僕は犬のウンコだけど、特殊能力を持っている

 彼女が明るい声とともにミニスカートを翻らせて自分に向かってやってくる。大悟はテストの度にこうやって彼女に会えることを楽しみにしていた。彼女との唯一のつながりだ。
「いや、大丈夫だよ」
「いつもありがとう」
「これ」と言って大悟は封筒を渡す。
「助かる」
「なんか、雨降りそうだね」大悟の声が上ずる。
「うん。それじゃ」
 と言うと、彼女はもう帰ろうとした。
『ダメだ、ここで帰してはいけない。言わなければ、言わなければ』
 大悟の胸が高鳴る。喉が張り付き、手に汗が滲み出る。大悟は勇気を振り絞り名前を呼んだ。
「芽衣ちゃん」
「何?」中村芽衣が立ち止まって振り向いた。
『言わなければ、言わなければ』
 ずっと決めていたことだが、ここ一番ではやはり勇気が出ない。自分を奮い立たせる。
「ねぇ、今付き合っている彼氏いるの?」
「いないよ」
「本当?」
「うん、なんか、付き合ってるって噂があって…」
「あいつとは別れたんだ」
「そうなの?」
「うん」
「そうか」
「それじゃ行くね」
「あっ、待って」
「ん? まだ何かあるの?」
 大悟は再び芽衣を呼び止めた自分にびっくりした。緊張で声が震え、手も震える。
『彼氏と別れたと言った。今がチャンスだ。今しかない』
「確か、頭のいい人が好きなんだよね、中学の時にそう言ってたんだけど」喉がカラカラになって自分の息が臭く感じる。
「うぅん、そうだったかな?」
「あのさ…」
『勇気を出して言うんだ』
「僕、結構成績良くなったんだ。だから付き合って欲しいんだ」
 言った。ついに言った。
「それは無理だな」芽衣は何の躊躇いもなくそう答えた。
「そっか」大悟は条件反射のように言ってしまった。顔を上げることができない。でも、ここで簡単に諦めたらダメだ。
『ダメだ、考えるんだ、考えろ』
 大悟は精一杯頭を回転させて考えた。

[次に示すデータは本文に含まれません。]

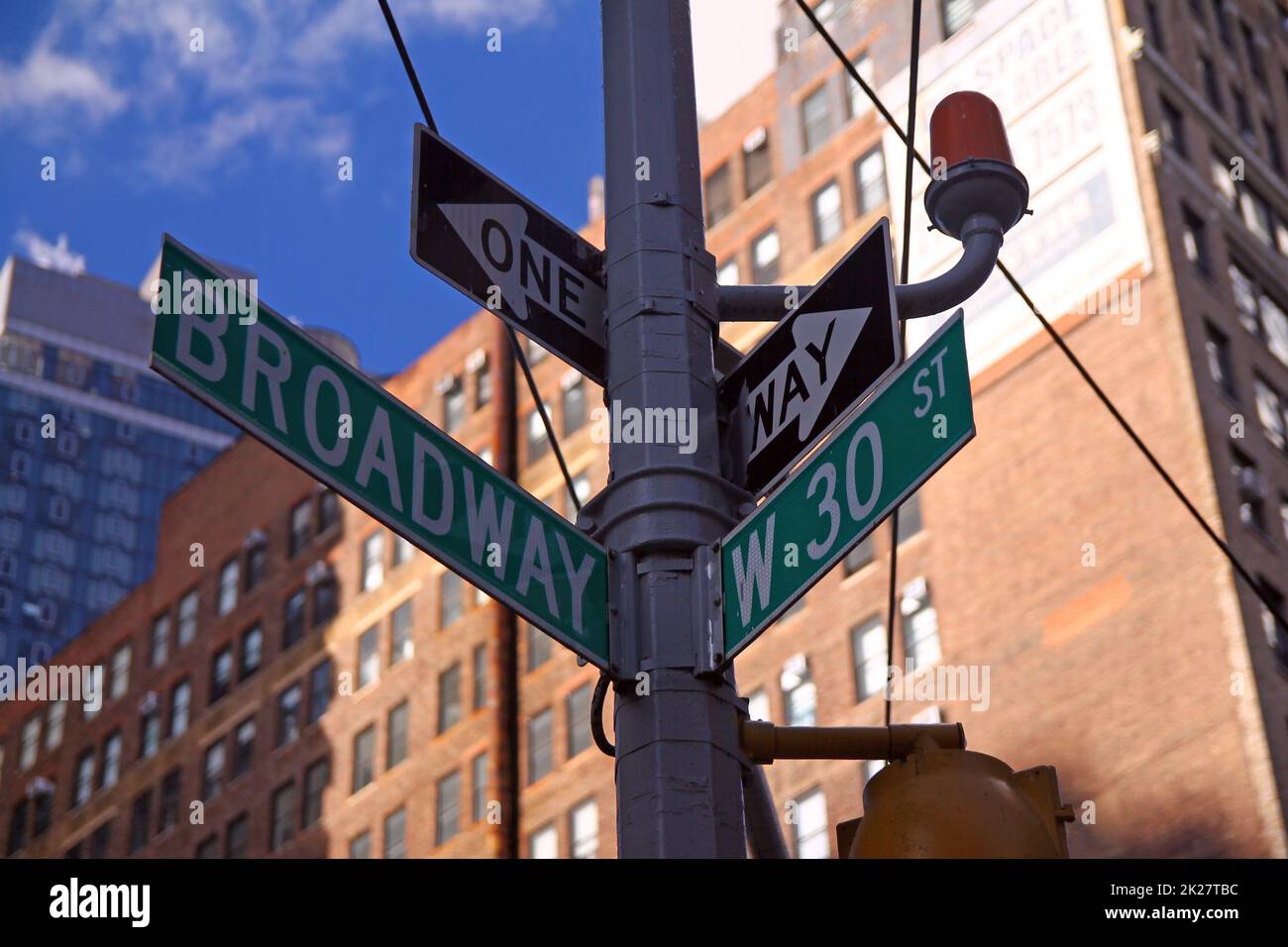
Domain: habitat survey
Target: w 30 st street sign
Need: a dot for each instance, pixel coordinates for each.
(909, 429)
(506, 254)
(327, 418)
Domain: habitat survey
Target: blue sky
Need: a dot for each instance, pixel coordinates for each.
(235, 150)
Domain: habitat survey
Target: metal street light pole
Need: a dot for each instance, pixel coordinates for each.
(679, 766)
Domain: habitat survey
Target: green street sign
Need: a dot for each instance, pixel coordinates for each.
(218, 342)
(910, 428)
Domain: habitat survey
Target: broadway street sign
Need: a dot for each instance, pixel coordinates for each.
(312, 407)
(910, 428)
(815, 365)
(506, 254)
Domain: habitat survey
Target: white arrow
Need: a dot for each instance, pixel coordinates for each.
(799, 386)
(496, 236)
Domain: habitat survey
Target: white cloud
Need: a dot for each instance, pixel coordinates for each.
(56, 256)
(271, 72)
(48, 84)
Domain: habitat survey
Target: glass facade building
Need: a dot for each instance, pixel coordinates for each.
(91, 442)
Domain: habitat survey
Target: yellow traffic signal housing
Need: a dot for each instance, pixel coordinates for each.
(957, 804)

ここで諦めたら二度とこんな勇気は出ないだろう。
「じゃあね」
『行ってしまう。行ってしまう…』
「友達からでいいんだ。どうかな?」
 大悟はちょっと離れたところに立っている芽衣を見つめた。彼女も大悟を見ている。
「うぅん、それじゃあねぇ…」
「分かった。その時は絶対だよ」
「じゃあね」
『繋がった。繋がった…』大悟は小さくなっていく芽衣をいつまでも見送った。